OCD

OCD

A Story by Clearskys
"

Completely lost in your own head.

"
I'm a empty shell of what could of been a person. I frequently think of death. Sometimes I feel nothing at all, often there is extreme anxiety, and lately utter lonliness. I dislike me. Most days I cannot think properly and am almost always experiencing some sort of confusion. I hate my thoughts. I find myself screaming in my head "SHUT THE F**K UP!" but the thoughts continue. It is truly bizzare when you begin to forget who you are or how you used to think. When you begin to question things you always had confidence in. When you no longer know what you even want...

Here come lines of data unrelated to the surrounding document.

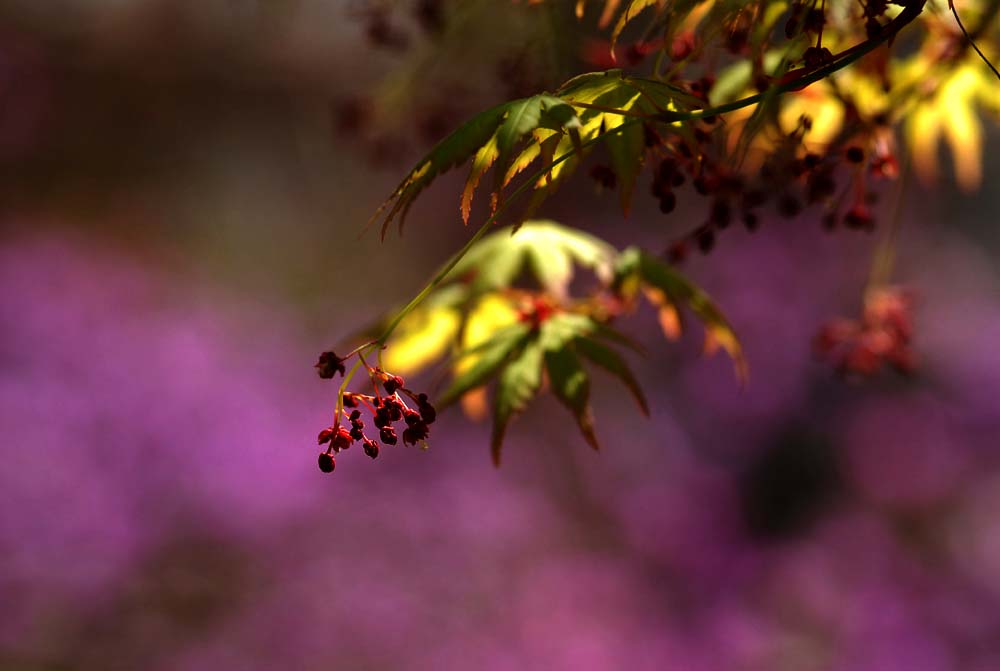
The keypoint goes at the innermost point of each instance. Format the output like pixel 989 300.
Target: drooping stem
pixel 793 81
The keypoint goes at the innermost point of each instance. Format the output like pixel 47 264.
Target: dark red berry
pixel 370 448
pixel 326 462
pixel 789 206
pixel 859 217
pixel 392 384
pixel 721 213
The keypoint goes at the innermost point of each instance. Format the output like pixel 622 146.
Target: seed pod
pixel 326 462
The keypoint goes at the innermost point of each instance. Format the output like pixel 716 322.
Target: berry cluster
pixel 882 335
pixel 387 406
pixel 791 177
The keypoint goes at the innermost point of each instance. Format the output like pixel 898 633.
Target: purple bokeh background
pixel 167 283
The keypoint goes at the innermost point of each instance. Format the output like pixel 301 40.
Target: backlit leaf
pixel 571 385
pixel 489 358
pixel 611 361
pixel 518 384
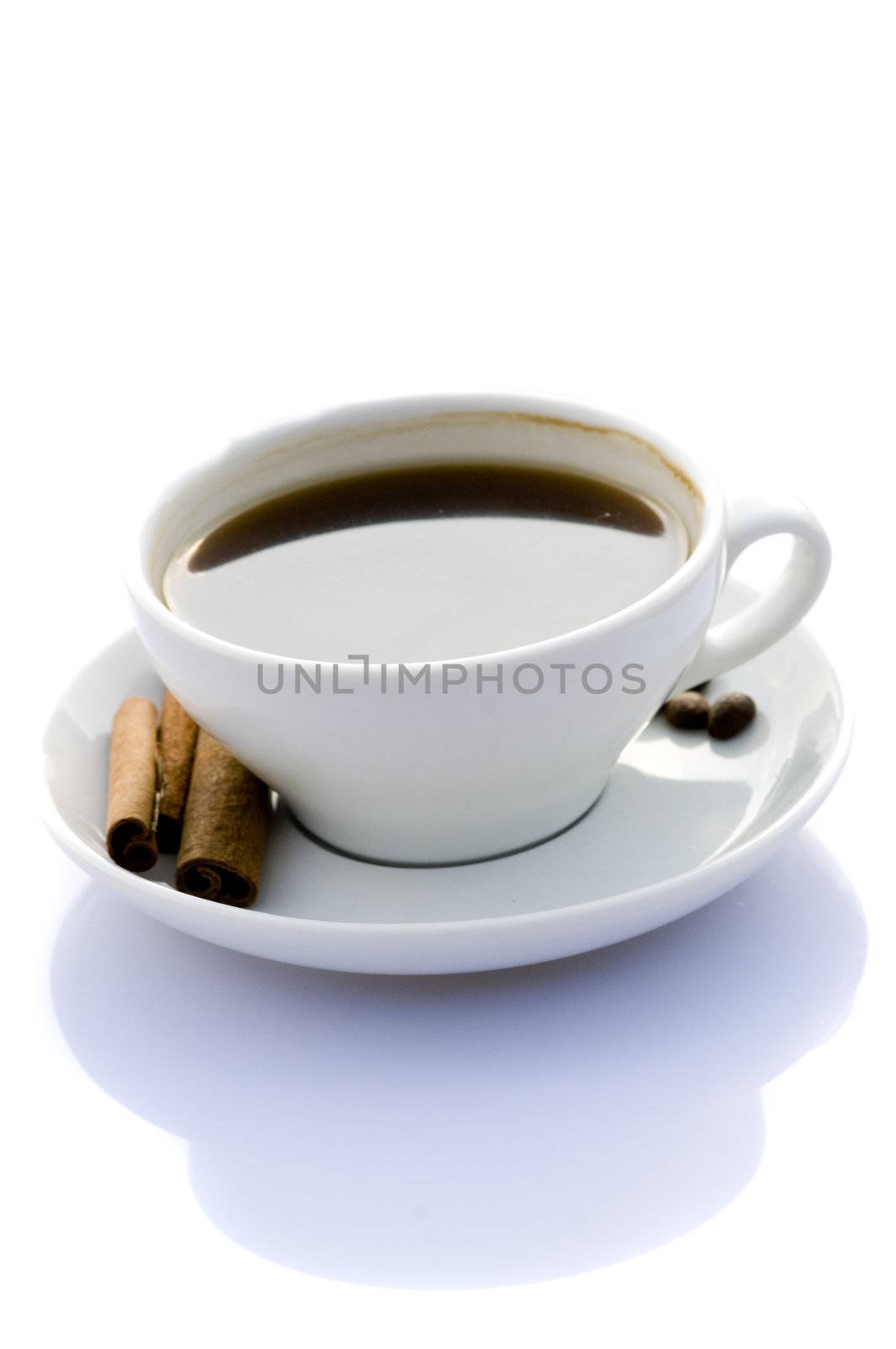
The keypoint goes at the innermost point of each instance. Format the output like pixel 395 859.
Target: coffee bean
pixel 730 715
pixel 687 712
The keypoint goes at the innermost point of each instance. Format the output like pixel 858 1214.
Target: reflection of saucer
pixel 473 1131
pixel 682 820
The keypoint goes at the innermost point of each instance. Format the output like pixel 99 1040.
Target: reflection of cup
pixel 415 772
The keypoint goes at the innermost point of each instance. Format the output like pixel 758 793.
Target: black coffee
pixel 426 563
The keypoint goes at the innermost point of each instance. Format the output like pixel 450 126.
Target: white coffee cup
pixel 455 768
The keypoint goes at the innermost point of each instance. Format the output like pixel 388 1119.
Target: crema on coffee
pixel 426 563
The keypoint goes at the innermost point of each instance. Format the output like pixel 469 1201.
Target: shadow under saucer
pixel 467 1131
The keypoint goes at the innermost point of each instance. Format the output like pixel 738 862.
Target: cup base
pixel 466 861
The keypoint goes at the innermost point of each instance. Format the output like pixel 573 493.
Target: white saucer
pixel 682 820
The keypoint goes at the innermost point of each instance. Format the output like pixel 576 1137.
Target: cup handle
pixel 791 597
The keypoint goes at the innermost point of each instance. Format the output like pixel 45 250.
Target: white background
pixel 222 215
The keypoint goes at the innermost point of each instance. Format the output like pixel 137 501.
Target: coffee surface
pixel 426 563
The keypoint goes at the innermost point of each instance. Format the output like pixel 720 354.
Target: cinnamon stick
pixel 177 744
pixel 224 827
pixel 130 827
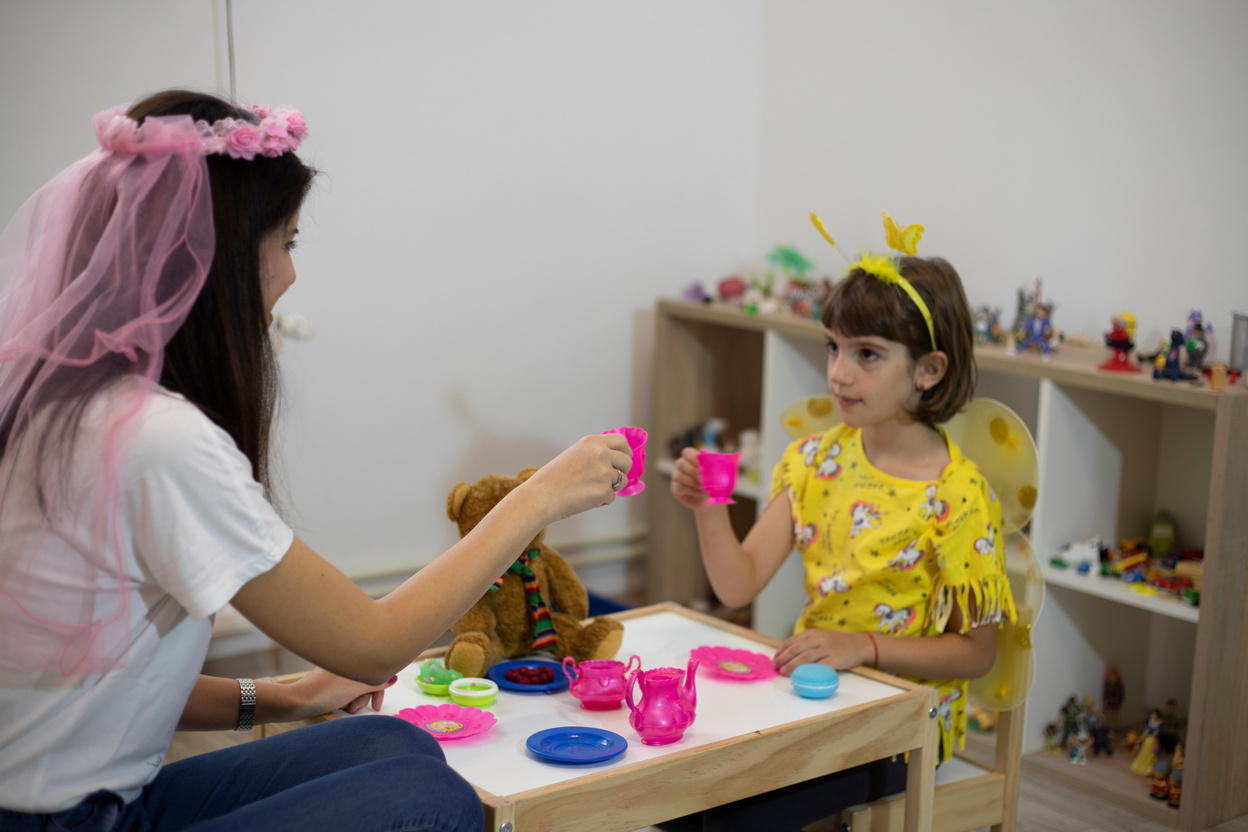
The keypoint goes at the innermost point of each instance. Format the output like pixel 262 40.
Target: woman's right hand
pixel 687 480
pixel 583 477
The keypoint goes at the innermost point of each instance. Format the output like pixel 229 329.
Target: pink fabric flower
pixel 273 127
pixel 296 124
pixel 243 142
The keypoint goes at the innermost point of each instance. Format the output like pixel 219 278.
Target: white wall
pixel 1098 145
pixel 508 187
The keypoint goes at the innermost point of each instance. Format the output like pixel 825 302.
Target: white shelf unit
pixel 1113 448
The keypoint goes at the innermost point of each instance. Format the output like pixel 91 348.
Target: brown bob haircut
pixel 860 306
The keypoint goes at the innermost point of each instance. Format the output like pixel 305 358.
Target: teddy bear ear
pixel 456 500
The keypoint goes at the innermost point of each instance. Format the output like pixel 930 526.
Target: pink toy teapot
pixel 667 707
pixel 599 685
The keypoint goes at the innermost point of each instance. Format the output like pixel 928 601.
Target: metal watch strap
pixel 246 704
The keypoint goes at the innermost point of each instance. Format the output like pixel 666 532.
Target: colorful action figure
pixel 1122 339
pixel 1172 368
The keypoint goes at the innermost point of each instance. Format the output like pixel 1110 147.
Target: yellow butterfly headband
pixel 882 267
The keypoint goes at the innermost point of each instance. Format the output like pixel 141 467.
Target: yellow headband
pixel 884 268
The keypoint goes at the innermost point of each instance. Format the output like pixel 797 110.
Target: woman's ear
pixel 930 369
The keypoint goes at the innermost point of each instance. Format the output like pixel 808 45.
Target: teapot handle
pixel 628 687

It is sad when you have a moment of clarity and you realize you have gotten used to being alone. When you question your desire for a companion. When you realize you have never had a genuine connection with another person. That possibly there will never be someone who cares for you or even knows WHO you really are. That maybe there is a reason your alone, that possibly your not a loveable person. That maybe you lack personality or are just not good enough. Perhaps you are not worth the time it would take for you to get comfortable with another person. The thoughts go on and on circling your mind filling you with complete hatred of yourself. You feel shame, guilt, and anger. You are often completely terrified and not even quite sure why, I am scared of my thoughts even when I can not make out what I am thinking.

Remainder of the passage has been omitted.